Kitting is a concept that is growing in China, Barradas says, and is an aspect that WCM emphasises and encourages to attack losses. Meanwhile, the automation level is similar to Mexico or Europe. Barradas explains: “In this place, the investment is not like that of other FCA plants with rotary hangers, for example, but that’s an expensive installation. However, the requirements to protect quality, we have.”
Education levels among the team are high, with many of the leaders possessing a bachelor’s degree
Benefitting from educated workersBesides the equipment and process, Barradas is extremely impressed with the teams working at Guangzhou. “The manpower here has a very high educational level. All the operators are high-school or technical-school educated. They are able to do the kaizen [ongoing improvement] by themselves. At the end of the shift we’ll run the report. Every single second the line is stopped, we need to figure out why. We analyse losses, we analyse muri, and make a business case if we need to.”
With 15% of the team leaders possessing bachelor degrees, Barradas sees them doing standard and major kaizen. The analytical minds are there, with a genuine interest and ownership of what they are doing. “It’s a luxury to have this. We can’t achieve this in many places. For example, in Mexico a guy leaving university with a bachelor’s degree would not want to be a team leader working on the line. Here, it’s not a problem. When, one or two years later, a team leader becomes a supervisor, they already have a feeling of the operation and they understand how to support the flow. It’s one of the amazing things about this place.”

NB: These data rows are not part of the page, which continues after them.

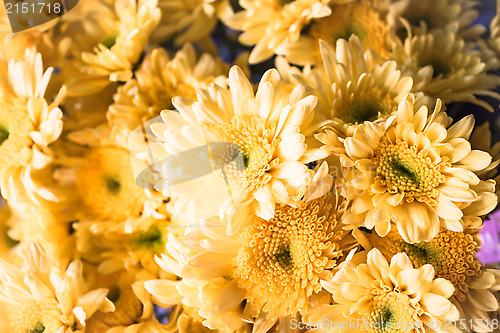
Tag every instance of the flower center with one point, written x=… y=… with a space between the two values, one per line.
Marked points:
x=36 y=317
x=404 y=169
x=368 y=105
x=354 y=18
x=283 y=259
x=256 y=145
x=128 y=311
x=106 y=184
x=15 y=128
x=153 y=239
x=390 y=312
x=109 y=41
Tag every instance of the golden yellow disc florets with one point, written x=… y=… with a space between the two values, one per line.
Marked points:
x=106 y=184
x=452 y=254
x=37 y=317
x=283 y=259
x=15 y=128
x=256 y=145
x=391 y=312
x=405 y=169
x=354 y=18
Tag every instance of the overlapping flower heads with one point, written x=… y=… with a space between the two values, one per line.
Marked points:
x=159 y=173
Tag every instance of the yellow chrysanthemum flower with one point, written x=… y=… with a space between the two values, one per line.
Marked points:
x=190 y=21
x=271 y=25
x=122 y=35
x=157 y=81
x=359 y=18
x=133 y=304
x=267 y=129
x=28 y=125
x=358 y=86
x=274 y=265
x=204 y=286
x=455 y=16
x=387 y=297
x=412 y=170
x=453 y=73
x=453 y=256
x=42 y=298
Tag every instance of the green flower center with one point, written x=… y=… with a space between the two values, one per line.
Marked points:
x=284 y=257
x=404 y=169
x=109 y=41
x=113 y=184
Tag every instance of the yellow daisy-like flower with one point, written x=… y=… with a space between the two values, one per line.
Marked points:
x=491 y=46
x=190 y=21
x=275 y=265
x=453 y=73
x=388 y=297
x=262 y=139
x=6 y=242
x=481 y=139
x=358 y=85
x=28 y=124
x=282 y=260
x=42 y=298
x=271 y=25
x=157 y=81
x=122 y=34
x=411 y=170
x=452 y=254
x=455 y=16
x=359 y=18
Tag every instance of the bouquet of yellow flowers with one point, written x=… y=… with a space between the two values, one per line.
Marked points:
x=249 y=166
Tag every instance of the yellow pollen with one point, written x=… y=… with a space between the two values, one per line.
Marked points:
x=354 y=18
x=15 y=128
x=283 y=259
x=106 y=184
x=404 y=169
x=452 y=254
x=391 y=312
x=255 y=144
x=36 y=317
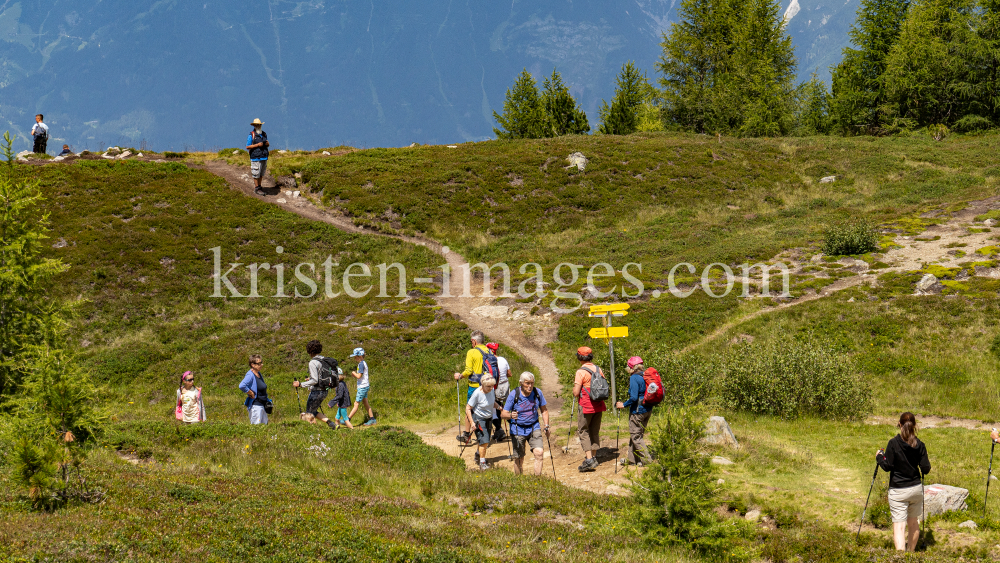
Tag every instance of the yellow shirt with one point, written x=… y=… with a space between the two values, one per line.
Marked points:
x=474 y=362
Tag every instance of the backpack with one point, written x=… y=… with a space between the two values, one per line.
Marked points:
x=599 y=388
x=327 y=373
x=489 y=366
x=654 y=388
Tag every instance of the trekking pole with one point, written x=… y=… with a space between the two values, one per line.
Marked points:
x=858 y=538
x=989 y=474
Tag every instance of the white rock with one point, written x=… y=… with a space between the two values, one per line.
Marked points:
x=492 y=311
x=939 y=499
x=577 y=159
x=717 y=431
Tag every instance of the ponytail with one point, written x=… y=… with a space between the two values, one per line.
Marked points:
x=908 y=428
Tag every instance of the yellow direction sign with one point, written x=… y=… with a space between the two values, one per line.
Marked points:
x=610 y=332
x=608 y=308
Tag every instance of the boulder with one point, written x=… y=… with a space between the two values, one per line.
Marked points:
x=577 y=159
x=928 y=285
x=939 y=499
x=717 y=431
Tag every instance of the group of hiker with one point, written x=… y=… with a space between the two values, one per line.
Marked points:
x=490 y=402
x=324 y=375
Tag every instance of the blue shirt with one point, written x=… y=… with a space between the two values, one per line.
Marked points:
x=527 y=410
x=636 y=391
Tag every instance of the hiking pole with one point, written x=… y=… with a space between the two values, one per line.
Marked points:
x=858 y=538
x=989 y=474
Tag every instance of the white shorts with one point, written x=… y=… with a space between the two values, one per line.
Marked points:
x=258 y=168
x=257 y=415
x=906 y=503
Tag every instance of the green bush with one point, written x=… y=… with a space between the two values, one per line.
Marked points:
x=791 y=379
x=851 y=238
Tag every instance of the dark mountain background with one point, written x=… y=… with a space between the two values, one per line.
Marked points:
x=175 y=75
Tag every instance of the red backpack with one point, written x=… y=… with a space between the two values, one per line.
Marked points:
x=654 y=388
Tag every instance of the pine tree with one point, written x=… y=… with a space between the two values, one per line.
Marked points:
x=858 y=91
x=564 y=115
x=932 y=72
x=523 y=114
x=695 y=66
x=763 y=65
x=28 y=314
x=621 y=117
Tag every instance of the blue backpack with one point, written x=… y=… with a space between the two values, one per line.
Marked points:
x=489 y=366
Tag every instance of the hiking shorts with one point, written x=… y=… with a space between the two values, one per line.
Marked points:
x=361 y=395
x=534 y=441
x=258 y=168
x=905 y=503
x=484 y=431
x=315 y=401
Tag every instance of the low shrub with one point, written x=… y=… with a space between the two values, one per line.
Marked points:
x=795 y=378
x=851 y=238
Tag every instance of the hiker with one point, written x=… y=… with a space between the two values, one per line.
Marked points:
x=190 y=406
x=905 y=458
x=522 y=408
x=319 y=383
x=361 y=396
x=589 y=421
x=638 y=414
x=341 y=402
x=257 y=147
x=479 y=412
x=477 y=363
x=503 y=388
x=40 y=132
x=257 y=403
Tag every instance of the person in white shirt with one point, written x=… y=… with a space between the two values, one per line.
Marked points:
x=40 y=132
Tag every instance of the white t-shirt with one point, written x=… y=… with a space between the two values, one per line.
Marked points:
x=363 y=370
x=503 y=367
x=482 y=404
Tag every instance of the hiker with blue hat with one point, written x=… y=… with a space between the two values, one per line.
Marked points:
x=361 y=396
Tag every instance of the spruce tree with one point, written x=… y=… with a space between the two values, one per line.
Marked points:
x=564 y=115
x=621 y=117
x=695 y=64
x=763 y=65
x=932 y=72
x=857 y=89
x=523 y=114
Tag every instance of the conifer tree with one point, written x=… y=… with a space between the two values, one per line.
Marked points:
x=695 y=66
x=858 y=91
x=564 y=115
x=523 y=114
x=932 y=72
x=621 y=117
x=763 y=65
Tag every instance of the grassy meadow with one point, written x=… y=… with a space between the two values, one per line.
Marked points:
x=139 y=240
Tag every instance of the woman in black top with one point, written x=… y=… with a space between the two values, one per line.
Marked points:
x=905 y=458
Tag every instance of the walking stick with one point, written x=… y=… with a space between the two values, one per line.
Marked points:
x=989 y=474
x=866 y=502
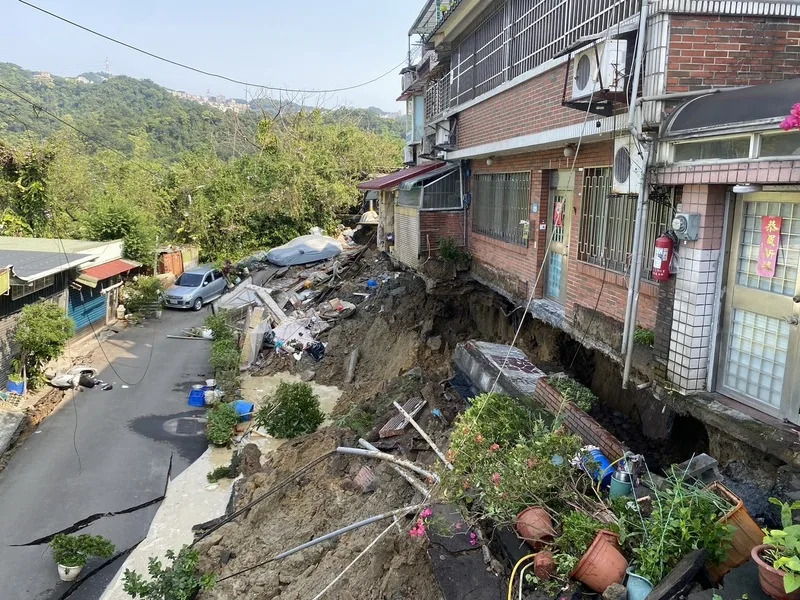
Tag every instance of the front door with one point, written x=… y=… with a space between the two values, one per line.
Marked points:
x=761 y=336
x=559 y=211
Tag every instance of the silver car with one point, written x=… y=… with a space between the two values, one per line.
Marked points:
x=196 y=287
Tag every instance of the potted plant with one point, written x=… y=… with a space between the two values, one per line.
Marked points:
x=778 y=558
x=72 y=551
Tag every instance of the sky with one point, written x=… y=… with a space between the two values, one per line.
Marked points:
x=316 y=44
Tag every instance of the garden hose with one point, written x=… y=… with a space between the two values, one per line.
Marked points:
x=514 y=572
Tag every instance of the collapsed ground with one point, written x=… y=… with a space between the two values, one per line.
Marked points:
x=405 y=336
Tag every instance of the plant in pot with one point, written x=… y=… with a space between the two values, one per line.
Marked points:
x=778 y=558
x=72 y=551
x=601 y=562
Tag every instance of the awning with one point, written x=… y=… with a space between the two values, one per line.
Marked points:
x=735 y=108
x=388 y=182
x=94 y=275
x=443 y=170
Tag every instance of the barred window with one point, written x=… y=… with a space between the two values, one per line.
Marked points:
x=607 y=221
x=501 y=206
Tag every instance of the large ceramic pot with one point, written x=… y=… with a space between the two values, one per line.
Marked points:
x=69 y=573
x=770 y=578
x=535 y=527
x=603 y=564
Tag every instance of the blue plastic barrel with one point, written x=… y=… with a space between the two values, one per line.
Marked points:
x=602 y=470
x=244 y=409
x=197 y=398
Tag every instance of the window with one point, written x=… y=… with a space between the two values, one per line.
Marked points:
x=501 y=206
x=719 y=149
x=607 y=222
x=780 y=144
x=20 y=291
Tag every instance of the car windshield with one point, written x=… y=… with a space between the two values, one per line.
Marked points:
x=190 y=280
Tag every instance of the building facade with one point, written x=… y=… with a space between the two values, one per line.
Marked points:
x=572 y=121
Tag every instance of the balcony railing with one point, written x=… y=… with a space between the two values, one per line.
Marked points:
x=523 y=34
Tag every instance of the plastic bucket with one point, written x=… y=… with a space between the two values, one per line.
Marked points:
x=602 y=470
x=620 y=488
x=638 y=586
x=244 y=409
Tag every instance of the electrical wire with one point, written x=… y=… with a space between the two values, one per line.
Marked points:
x=210 y=73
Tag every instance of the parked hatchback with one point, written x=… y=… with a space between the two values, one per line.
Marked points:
x=196 y=287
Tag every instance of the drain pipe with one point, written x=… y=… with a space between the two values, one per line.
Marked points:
x=640 y=225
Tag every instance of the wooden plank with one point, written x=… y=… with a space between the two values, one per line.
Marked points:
x=397 y=424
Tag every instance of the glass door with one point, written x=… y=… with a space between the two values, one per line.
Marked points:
x=762 y=307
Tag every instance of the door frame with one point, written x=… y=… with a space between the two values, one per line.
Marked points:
x=790 y=395
x=565 y=185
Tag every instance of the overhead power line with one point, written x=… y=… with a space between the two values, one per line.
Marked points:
x=209 y=73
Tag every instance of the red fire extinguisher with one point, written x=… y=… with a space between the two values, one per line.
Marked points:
x=662 y=258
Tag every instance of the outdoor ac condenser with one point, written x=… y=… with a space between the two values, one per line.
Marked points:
x=628 y=166
x=599 y=68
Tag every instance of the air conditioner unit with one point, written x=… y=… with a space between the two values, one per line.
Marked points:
x=409 y=154
x=628 y=166
x=599 y=68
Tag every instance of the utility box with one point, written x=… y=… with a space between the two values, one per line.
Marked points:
x=686 y=226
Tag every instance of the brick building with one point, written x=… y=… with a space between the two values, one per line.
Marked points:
x=532 y=101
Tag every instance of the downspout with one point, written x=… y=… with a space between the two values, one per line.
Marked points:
x=640 y=226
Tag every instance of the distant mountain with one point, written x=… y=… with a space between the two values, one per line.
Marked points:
x=112 y=109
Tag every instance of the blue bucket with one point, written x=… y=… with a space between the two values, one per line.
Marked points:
x=244 y=409
x=602 y=471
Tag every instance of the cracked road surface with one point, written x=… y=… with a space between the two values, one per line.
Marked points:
x=126 y=452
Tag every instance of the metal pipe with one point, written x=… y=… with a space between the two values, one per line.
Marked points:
x=400 y=511
x=390 y=458
x=679 y=95
x=637 y=70
x=415 y=483
x=636 y=279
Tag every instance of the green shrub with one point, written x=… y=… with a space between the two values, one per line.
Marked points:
x=643 y=336
x=41 y=335
x=225 y=355
x=293 y=410
x=144 y=295
x=222 y=418
x=574 y=392
x=180 y=581
x=75 y=550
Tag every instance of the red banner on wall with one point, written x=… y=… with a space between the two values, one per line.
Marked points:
x=770 y=240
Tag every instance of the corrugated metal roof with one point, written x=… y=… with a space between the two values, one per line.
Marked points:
x=392 y=180
x=29 y=266
x=725 y=110
x=91 y=276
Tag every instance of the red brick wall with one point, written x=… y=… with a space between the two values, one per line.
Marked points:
x=521 y=265
x=433 y=226
x=710 y=51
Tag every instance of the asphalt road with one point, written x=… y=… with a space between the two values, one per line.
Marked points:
x=126 y=439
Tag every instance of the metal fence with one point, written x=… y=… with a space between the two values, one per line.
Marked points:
x=607 y=224
x=501 y=206
x=523 y=34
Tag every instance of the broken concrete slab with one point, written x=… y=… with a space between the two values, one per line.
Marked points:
x=456 y=573
x=9 y=423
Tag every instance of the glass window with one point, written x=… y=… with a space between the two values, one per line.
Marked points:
x=190 y=280
x=781 y=144
x=722 y=149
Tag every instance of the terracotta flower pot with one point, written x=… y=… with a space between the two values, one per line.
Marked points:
x=535 y=527
x=603 y=563
x=770 y=578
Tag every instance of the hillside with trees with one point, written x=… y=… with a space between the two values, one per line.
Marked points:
x=146 y=166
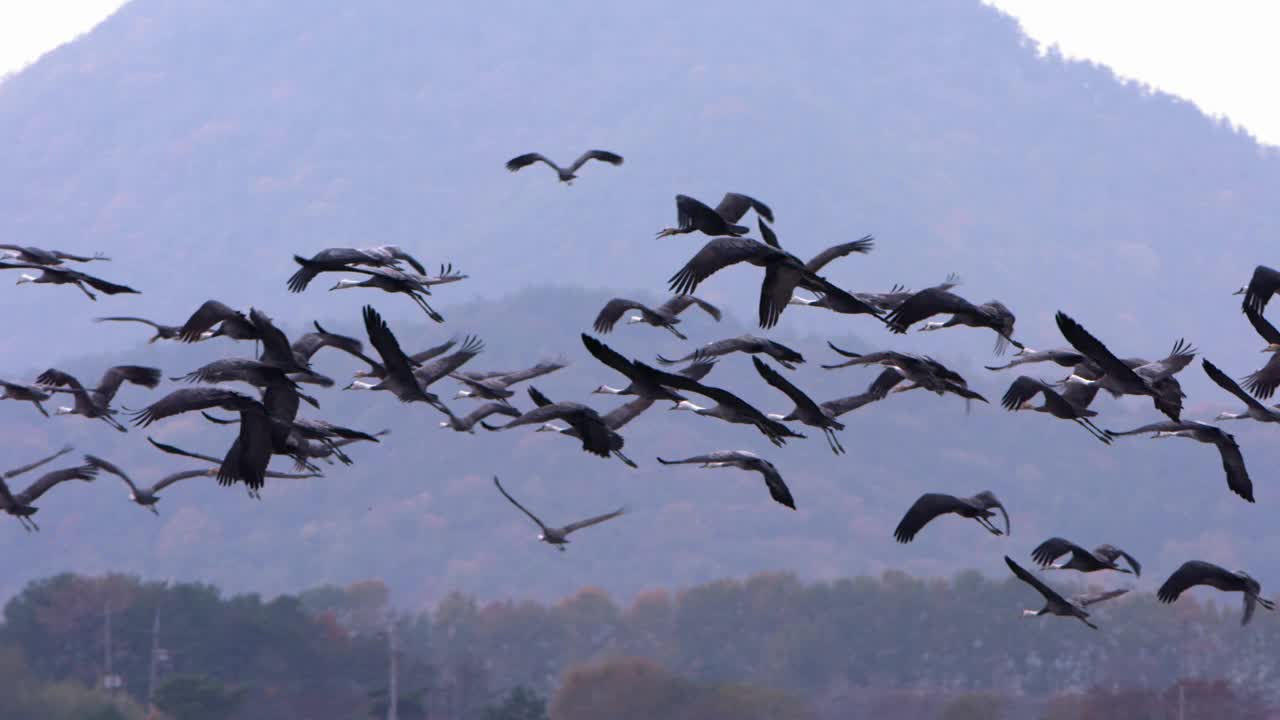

Across the board in assembly, six-monthly competence certification grades are available for the operatives to attain. There are opportunities to pass from the entry A grade to the more aspirational AA grade operator level to work on critical operations for safety feature assembly. There’s a strong sense of competition, Barradas says.
The success and progress Barradas describes is also recognised by GAC. Its management sees the plant as a solid foundation for the JV and the WCM protocol as an example for a wider constituency. Zhang Fangyou, the former chairman of GAC, says: “The Guangzhou plant, without a doubt, will further accelerate the development of not only GAC Group, but also the whole automotive industry here in Guangdong Province.”